O samba remete a outros elementos que por si só já representam momentos de felicidade e descontração: se faz e se ouve em dias de sol ou noites de farra, nas rodas de amigos e com copos gelados de cerveja. O riso fácil, a cantoria ébria e animada e as mensagens de persistência e incentivo a uma “volta por cima” acabam por alimentar e fortalecer a esperança que o povo precisa para seguir os dias e aliviar o peso da vida. Afinal, nada errado em sambar até o amanhecer de vez em quando.


[...]

O samba-canção e o samba rasgado

e o samba quadrado

[...]

Um sambinha lento e um partido alto”

– Canta, Canta, Minha Gente - Martinho da Vila


Essa reflexão nasceu quando pude sentir na pele a força de vitalidade que o samba tem em cada nota. Coloquei pra tocar minhas favoritas da Beth Carvalho – a rainha do samba, grande presença feminina do gênero – , num dia ensolarado que me apareceu em um tempo de muita tristeza. Quando me dei conta, havia me esquecido do que me perturbava e me vi totalmente hipnotizada pela voz de Beth, que chegava até mim junto com os raios solares. Foi quando, de fato, sacudi a poeira acumulada há um tempo.


Então, compreendi que o samba existe justamente para isso: para dissipar a tristeza, iluminar nossos cantos que por vezes são tomados por sombras. E esse poder recai sobre diferentes âmbitos: alivia desde as mais banais dores do coração até as feridas mais profundas, que se negam a cicatrizar; fortalece nossas batalhas pessoais e também as lutas de povos inteiros, por mais que as marcas e as vivências possuam certas diferenças.



“Eu canto samba

Por que só assim eu me sinto contente

Eu vou ao samba

Porque longe dele eu não posso viver

Com ele eu tenho de fato uma velha intimidade

Se fico sozinho ele vem me socorrer

Há muito tempo eu escuto esse papo furado

Dizendo que o samba acabou

Só se foi quando o dia clareou

O samba é alegria

Falando coisas da gente

Se você anda tristonho

No samba fica contente

Segure o choro criança

Vou te fazer um carinho

Levando um samba de leve

Nas cordas do meu cavaquinho”


– Eu Canto Samba- Paulinho da Viola



“O meu samba vai além

É a minha bandeira, paixão verdadeira

Que me satisfaz

Essa luz tão divina ilumina os nossos quintais

É um dom envolvente presente na gente

Nascente da paz”


– Nascente da paz- Grupo Fundo de Quintal


O samba, dentre tantos gêneros musicais repletos de particularidades que foram surgindo durante o caminhar da humanidade pela Terra, é a riqueza brasileira. A nossa criação mais bonita, reflexo das angústias e vontades de um mesmo povo, tão distinto, mas que canta e dança em uma só voz quando senta em roda para batucar e bebericar uma cerveja trincando no calor, aproveitando as tréguas que de vez em quando a vida dá.
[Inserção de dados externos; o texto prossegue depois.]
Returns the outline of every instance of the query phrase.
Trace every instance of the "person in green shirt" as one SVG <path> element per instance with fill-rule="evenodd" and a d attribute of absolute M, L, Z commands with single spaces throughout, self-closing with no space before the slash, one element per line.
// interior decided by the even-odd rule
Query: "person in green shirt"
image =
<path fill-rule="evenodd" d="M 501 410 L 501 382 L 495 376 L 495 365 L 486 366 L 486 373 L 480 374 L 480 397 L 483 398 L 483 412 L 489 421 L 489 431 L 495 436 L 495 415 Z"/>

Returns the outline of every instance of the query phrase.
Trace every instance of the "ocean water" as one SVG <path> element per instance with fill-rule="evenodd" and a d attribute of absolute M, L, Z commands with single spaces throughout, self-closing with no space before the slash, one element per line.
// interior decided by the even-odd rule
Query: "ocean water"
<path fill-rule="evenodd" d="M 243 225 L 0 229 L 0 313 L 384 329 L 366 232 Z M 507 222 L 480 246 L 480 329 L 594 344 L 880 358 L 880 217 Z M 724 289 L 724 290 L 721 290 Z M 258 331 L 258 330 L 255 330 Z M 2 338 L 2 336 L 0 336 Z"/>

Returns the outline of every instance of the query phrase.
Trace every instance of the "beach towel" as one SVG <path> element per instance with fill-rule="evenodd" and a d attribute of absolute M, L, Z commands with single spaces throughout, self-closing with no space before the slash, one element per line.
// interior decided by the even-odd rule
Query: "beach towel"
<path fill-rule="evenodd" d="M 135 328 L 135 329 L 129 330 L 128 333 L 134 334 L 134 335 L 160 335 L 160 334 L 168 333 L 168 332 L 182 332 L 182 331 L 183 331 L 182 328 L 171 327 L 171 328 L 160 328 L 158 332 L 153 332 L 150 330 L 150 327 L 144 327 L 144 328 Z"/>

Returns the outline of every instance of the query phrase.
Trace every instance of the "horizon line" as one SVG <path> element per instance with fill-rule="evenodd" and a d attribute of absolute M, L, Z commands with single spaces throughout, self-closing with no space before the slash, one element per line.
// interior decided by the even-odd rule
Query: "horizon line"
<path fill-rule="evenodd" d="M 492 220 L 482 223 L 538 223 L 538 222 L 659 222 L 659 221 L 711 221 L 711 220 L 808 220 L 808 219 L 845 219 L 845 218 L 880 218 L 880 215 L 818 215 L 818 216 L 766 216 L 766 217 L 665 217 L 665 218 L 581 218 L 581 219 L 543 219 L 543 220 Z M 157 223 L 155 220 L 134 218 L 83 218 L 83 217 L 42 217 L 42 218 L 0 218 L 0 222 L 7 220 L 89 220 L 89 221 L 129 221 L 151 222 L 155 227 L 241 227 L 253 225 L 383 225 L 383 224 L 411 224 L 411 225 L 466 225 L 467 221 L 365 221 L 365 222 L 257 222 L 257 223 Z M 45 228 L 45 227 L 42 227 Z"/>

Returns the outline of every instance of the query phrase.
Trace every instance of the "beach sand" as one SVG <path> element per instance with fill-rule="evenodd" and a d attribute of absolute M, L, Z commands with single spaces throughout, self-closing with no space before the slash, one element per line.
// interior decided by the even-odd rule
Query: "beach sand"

Encerro essa breve análise sobre o caráter emocional do samba com sugestões de boas canções que trazem o mais genuíno lembrete de exaltação à alegria:


  • Vai Passar- Chico Buarque

  • Ela desatinou - Chico Buarque

  • É Preciso Cantar - Os Originais do Samba

  • Tristeza Pé no Chão- Clara Nunes

  • Roendo as Unhas- Paulinho da Viola

  • Eu Quero um Samba- Demônios da Garoa

  • O Samba da Minha Terra- Dorival Caymmi

  • Sinfonia Imortal- Nelson Sargento

  • Feira de Mangaio - Clara Nunes

  • Divina é a Música - Beth Carvalho


[1]Subjetividade é, em termos mais simples e resumidos, a forma que cada indivíduo desenvolve de absorver e interpretar os eventos da vida, de acordo com suas próprias características psicológicas e emocionais e suas vivências.